Apologies to President Obama

Dear H,

Trump Derangement Syndrome is real, but we on the Republican side have yet to develop an immunity to Obama.  Nothing the man said, in office, would please us.  And how could it?  We could sniff his hijinks out for miles.  He was throwing us under the bus on the first day.  Going on apology tours and bowing to enemies.  Talking about how he was going to personally roll back the oceans, about Americans clinging to our guns and our religion, about how the future must not belong to those who slander the prophet of Islam.  He said Obamacare would be debated publicly and then rammed it through behind closed doors. 
Even the things he didn't technically do were against him -- his pastor of 20 years saying God damn America, for instance, and the videos of people in the ghetto, jumping in ecstasy, thanking him for their free "Obama phones."  We weren't angry at the things he did after a while so much as we were mad at him.  He said he would have thrown Abraham in jail for getting ready to sacrifice Isaac.  We would have done the same thing, but we pretended we were on the same page as Abraham -- as if anyone was ever on the same page as Abraham.  It was the whole point of the story.  Abraham was nuts for God, and God pushed him so far off the edge that today the Jews are still known, to even the people they tried to kill off, as the Chosen People.  Obama stood for law and order and we stood for what today would be mistaken for Charles Manson, or Jim Jones, or Bohemian Grove.  

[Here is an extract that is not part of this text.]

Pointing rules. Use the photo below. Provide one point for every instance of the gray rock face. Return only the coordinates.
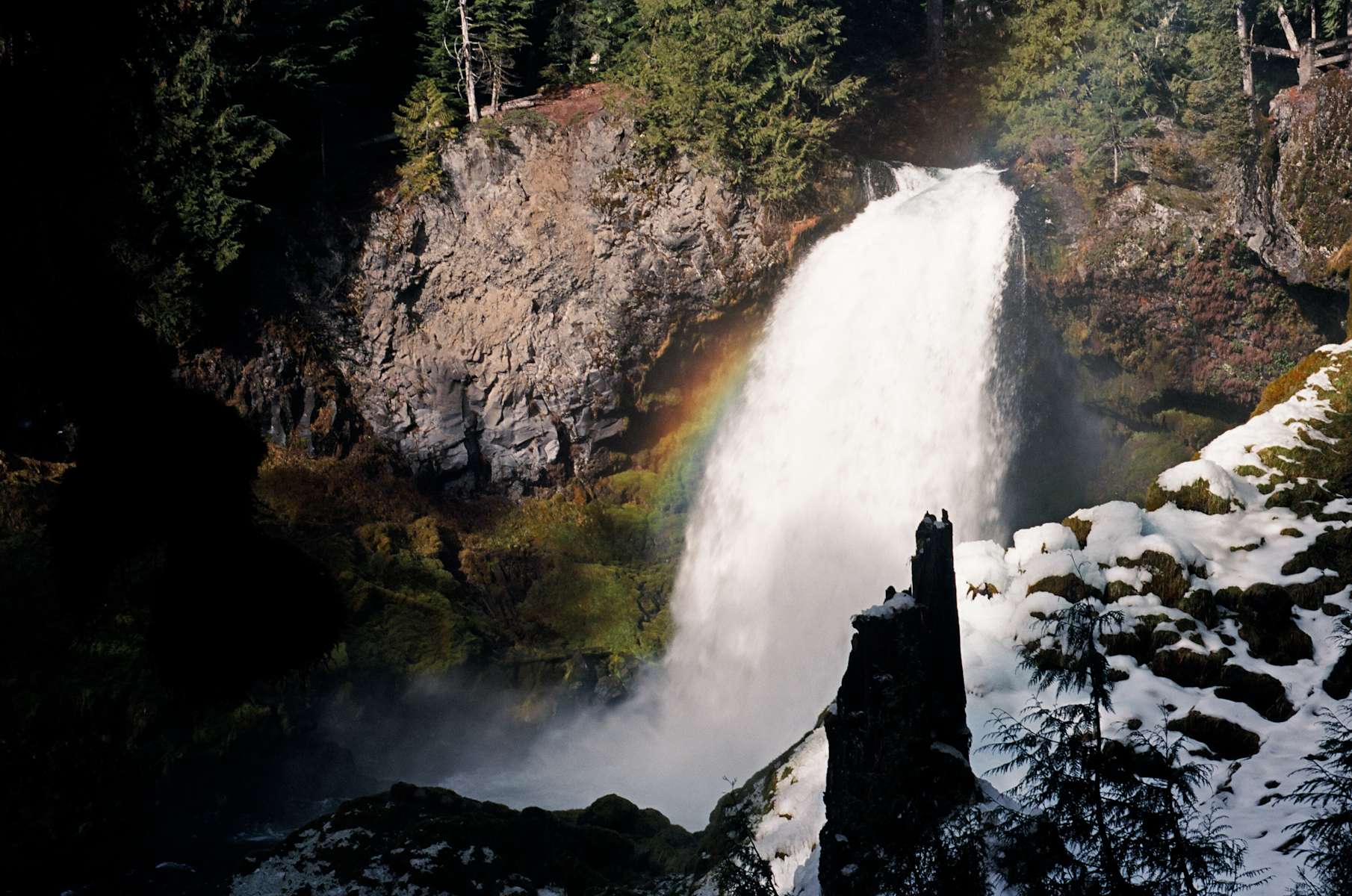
(506, 326)
(1297, 213)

But this was because we thought he was talking about policing us -- the Christians.  And in truth I think he was.  The last days of his term he was sending the IRS after right-wingers and putting grown men into little girls' locker rooms and such; and the religious among us knew every step was one foot closer to them being on top.  The chipped-shoulder blacks, the sodomites after our kids, the Muslims looking for dhimmis, the illegals looking for easy welfare and vulnerable women.  We knew that the end of Obama's game was a bait-and-switch: a giving up of America to people who not only didn't build it, but to people who, in the end, didn't understand it, couldn't maintain it, didn't love it, and were most times outright against it.  His wife went on record, in a widely broadcast speech, saying his election was the first time she was ever proud of her country.  We figured he married her, so he agreed.  Nobody on this planet is dumb enough to marry a black woman and disagree with her on fundamentals.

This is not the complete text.